Alman çevre örgütü Germanwatch’ın BM iklim değişikliği COP18 yayınladığı Küresel İklim Risk Endeksi raporuna göre, 2011 senesinde Filipinler, dünyanın hava olayları kaynaklı iklim felaketlerde en fazla can kaybı yaşanan ülkesi oldu.

Tayfunlar, seller, toprak kayması ve aşırı yağışlar sonucunda 2011 senesinde 1,659 kişi hayatını kaybetti. Bu rakamın büyük bir çoğunluğu 2011 yılının en büyük iklim felaketi olarak adlandırılan Washi kasırgasında hayatını kaybeden insanlardan oluşuyor.

Aynı rapora göre de 2011 yılında Tayland, Kamboçya, Pakistan, El Salvador ve Filipinler aşırı iklim koşullarından en çok zarar gören ilk beş ülke oldu. Gelişmekte olan ülkelerin olağanüstü hava koşullarından etkilenmesinin, gelişmiş ülkelere oranla çok daha ağır olduğu bilgisi de raporun ortaya çıkarttığı bir başka gerçek.

Dünya Bankası için Postdam İklim Etkileri Araştırma ve İklim Analizi Enstitüsü tarafından hazırlanan 84 sayfalık,“Turn Down the Heat: Why a 4°C Warmer World Must Be Avoided,” (Sıcaklığı Düşür: Neden 4 °C Daha Sıcak Bir Dünyadan Kaçınmalıyız) adlı bir diğer rapor da da gelecek yılların da Filipinler ve diğer gelişmekte olan ülkeler açsınısında parlak geçeceğe benzemiyor.

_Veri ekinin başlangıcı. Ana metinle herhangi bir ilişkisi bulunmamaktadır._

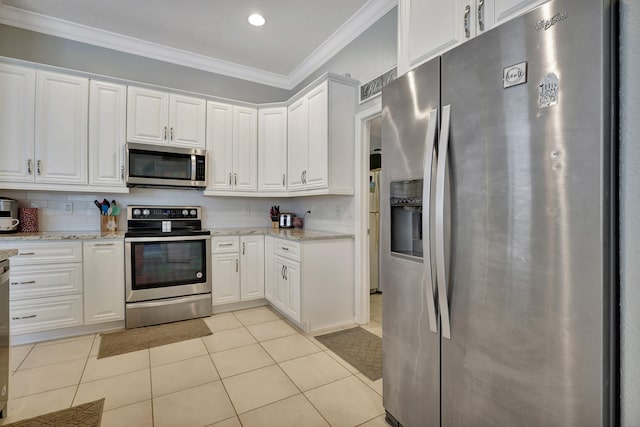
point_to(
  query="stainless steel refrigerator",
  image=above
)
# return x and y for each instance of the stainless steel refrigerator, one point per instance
(499, 299)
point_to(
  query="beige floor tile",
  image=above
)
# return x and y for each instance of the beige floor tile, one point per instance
(290, 347)
(347, 402)
(256, 315)
(25, 382)
(270, 330)
(136, 415)
(231, 422)
(18, 354)
(226, 340)
(39, 404)
(177, 351)
(258, 388)
(197, 406)
(118, 391)
(96, 346)
(242, 359)
(374, 385)
(181, 375)
(42, 355)
(115, 365)
(222, 322)
(314, 370)
(294, 411)
(341, 361)
(376, 422)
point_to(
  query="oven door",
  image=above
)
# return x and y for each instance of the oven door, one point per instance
(165, 267)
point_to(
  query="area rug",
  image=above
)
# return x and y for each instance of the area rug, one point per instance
(129, 340)
(85, 415)
(359, 347)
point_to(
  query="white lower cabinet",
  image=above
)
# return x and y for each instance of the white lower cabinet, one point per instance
(238, 269)
(103, 281)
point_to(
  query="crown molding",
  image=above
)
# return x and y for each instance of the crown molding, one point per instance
(366, 16)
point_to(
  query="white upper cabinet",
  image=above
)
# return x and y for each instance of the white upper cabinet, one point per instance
(61, 128)
(18, 87)
(245, 149)
(427, 28)
(232, 144)
(272, 149)
(320, 139)
(156, 117)
(107, 133)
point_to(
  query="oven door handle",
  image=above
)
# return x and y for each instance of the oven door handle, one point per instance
(167, 238)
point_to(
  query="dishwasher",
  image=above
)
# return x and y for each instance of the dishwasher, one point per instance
(4, 337)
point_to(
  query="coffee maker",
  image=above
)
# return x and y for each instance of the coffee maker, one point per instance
(9, 215)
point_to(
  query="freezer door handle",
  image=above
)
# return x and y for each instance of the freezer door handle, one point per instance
(441, 175)
(428, 277)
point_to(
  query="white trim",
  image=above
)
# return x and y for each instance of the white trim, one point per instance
(362, 211)
(356, 25)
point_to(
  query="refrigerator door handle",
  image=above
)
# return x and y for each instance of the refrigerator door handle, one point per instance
(428, 277)
(441, 175)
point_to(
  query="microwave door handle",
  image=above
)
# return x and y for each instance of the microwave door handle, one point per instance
(428, 277)
(441, 175)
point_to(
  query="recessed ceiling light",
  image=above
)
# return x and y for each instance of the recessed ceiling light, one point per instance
(256, 20)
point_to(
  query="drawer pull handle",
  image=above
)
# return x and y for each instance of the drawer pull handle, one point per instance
(33, 316)
(30, 282)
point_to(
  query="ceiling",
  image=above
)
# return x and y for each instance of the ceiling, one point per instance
(212, 35)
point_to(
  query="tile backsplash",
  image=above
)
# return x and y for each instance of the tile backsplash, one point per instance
(334, 213)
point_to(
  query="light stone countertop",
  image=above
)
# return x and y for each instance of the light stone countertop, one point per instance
(6, 253)
(61, 235)
(298, 234)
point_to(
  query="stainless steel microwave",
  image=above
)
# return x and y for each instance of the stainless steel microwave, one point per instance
(157, 166)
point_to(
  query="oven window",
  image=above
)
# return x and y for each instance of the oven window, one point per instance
(159, 165)
(161, 264)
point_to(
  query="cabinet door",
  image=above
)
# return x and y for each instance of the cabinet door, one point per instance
(186, 121)
(272, 149)
(252, 267)
(269, 270)
(298, 143)
(429, 27)
(147, 116)
(245, 149)
(226, 278)
(107, 133)
(62, 104)
(18, 89)
(220, 145)
(103, 281)
(317, 172)
(292, 277)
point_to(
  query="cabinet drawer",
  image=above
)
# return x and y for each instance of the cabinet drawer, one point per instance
(287, 249)
(46, 253)
(225, 244)
(43, 314)
(36, 281)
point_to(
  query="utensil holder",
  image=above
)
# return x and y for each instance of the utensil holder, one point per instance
(108, 224)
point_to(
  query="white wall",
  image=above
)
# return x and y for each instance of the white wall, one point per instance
(328, 212)
(630, 210)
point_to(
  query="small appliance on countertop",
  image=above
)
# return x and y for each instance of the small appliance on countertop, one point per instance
(8, 215)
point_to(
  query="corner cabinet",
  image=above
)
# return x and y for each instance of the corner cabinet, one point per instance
(233, 147)
(320, 136)
(162, 118)
(103, 281)
(107, 133)
(427, 28)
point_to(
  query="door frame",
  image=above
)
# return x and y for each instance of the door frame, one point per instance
(362, 210)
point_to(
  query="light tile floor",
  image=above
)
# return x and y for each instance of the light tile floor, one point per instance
(255, 370)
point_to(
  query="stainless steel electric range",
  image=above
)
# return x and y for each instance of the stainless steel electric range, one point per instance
(168, 265)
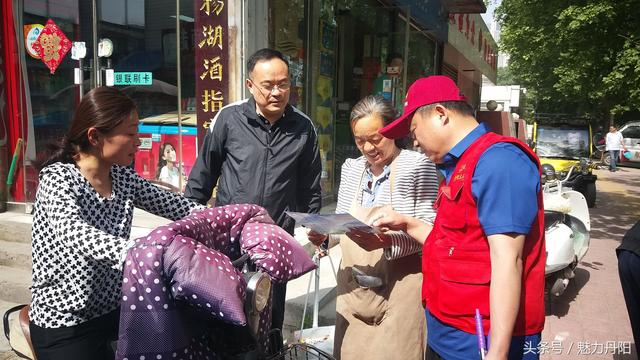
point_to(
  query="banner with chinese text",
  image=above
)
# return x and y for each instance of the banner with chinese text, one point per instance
(211, 39)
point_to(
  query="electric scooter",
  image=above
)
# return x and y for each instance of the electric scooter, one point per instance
(567, 227)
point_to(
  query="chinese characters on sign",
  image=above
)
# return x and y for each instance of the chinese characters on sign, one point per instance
(211, 61)
(52, 45)
(133, 78)
(467, 27)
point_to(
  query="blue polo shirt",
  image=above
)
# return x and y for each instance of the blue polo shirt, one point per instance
(505, 185)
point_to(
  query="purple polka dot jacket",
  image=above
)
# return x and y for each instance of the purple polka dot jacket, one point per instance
(178, 281)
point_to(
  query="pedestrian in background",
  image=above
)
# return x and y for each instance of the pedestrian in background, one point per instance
(81, 226)
(261, 151)
(629, 270)
(486, 249)
(369, 317)
(614, 143)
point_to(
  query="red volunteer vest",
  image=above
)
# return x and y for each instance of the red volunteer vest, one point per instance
(456, 264)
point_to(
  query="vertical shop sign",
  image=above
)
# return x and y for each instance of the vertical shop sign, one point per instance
(4, 133)
(211, 39)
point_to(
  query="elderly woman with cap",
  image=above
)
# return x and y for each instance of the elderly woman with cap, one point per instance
(483, 259)
(379, 313)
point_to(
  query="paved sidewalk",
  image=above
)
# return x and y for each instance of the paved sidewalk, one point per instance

Rapor, sellerle beraber ortaya çıkacak bir diğer felaketin de, su seviyesindeki olağan dışı yükselme olacağı öngörüyor:

“Küresel ısınma ve diğer faktörler nedeniyle değişen rüzgâr ve okyanus akıntıları, deniz seviyelerinde bölgesel yükselmelere neden olacak. Deniz seviyesindeki yükselmenin bir bölge veya ülkede bile asimetrik olacağı öngörülüyor. Deniz seviyesindeki yükselmenin ve şiddetli su baskınlarının gelişmekte olan 31 ülke üzerinde gelecekte yapacağı etkiye bakıldığında, bu ülkelerin tüm şehirleri arasından sadece 10’u toplam zararın üçte ikisine maruz kalıyor.”

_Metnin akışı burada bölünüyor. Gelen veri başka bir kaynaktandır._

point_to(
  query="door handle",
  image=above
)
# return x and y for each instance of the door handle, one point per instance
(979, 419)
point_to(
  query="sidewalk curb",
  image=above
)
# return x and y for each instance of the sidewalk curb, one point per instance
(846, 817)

En çok etkilenecek şehirler Mozambik, Madagaskar, Venezuela, Hindistan, Endonezya, Filipinler ve Vietnam’da. Küçük ada ülkeleri ve nehir deltalarında bulunan bölgeler için deniz seviyesindeki yükselmenin, -özellikle sayıları ve şiddeti artacak tropik kasırgalar, diğer aşırı iklim olayları ve iklim değişikliğinin okyanus sistemlerinde neden olacağı artan sıcaklık yüzünden koruyucu mercan resiflerinin yok olması ya da okyanusların asitlenmesi gibi değişikliklerle birlikte-, çok daha çeşitli ve kötü sonuçları olacak.”

Doha’nın ardından

Geçtiğimiz hafta gerçekleştirilen BM İklim Değişikliği Çerçeve Sözleşmesi’nin 18. Taraflar Konferansı’ndan çıkan sonuçta yakın bir tarihte bu iklim felaketlerinin önüne geçilemeyeceği inancını kuvvetlendirdi. Konferans bir son dakika kararı ile çeştli iklim bilimciler ve çevreciler tarafından çıkabilecek en kötü sonuç sonuç olarak adlandırılan karar ile sonlandırıldı. Dünya’nın en büyük karbon salımı yapan ülkeleri tarafından imzalanmayan, geçerliliğini yitirmek üzere olan Kyoto Protokolü’nün 2020 senesine kadar uzatılmasına karar verildi.

Dünyanın en büyük fosil yakıt üreticisi olan Katar’ın başkenti Doha’da bir hafta boyunca devam eden görüşmelerin en akılda kalan kareleri yine Filipinlerden geldi. Ülkesinde son yılların en büyük iklim felaketi yaşanırken delegasyona seslenen Filipinler İklim değişikliği komisyonu temsilcisi Naderev Sano, gözyaşları içerisinde yaptığı konuşmasında herkesin merak ettiği soruyu sordu: “Biz değilsek, kim?”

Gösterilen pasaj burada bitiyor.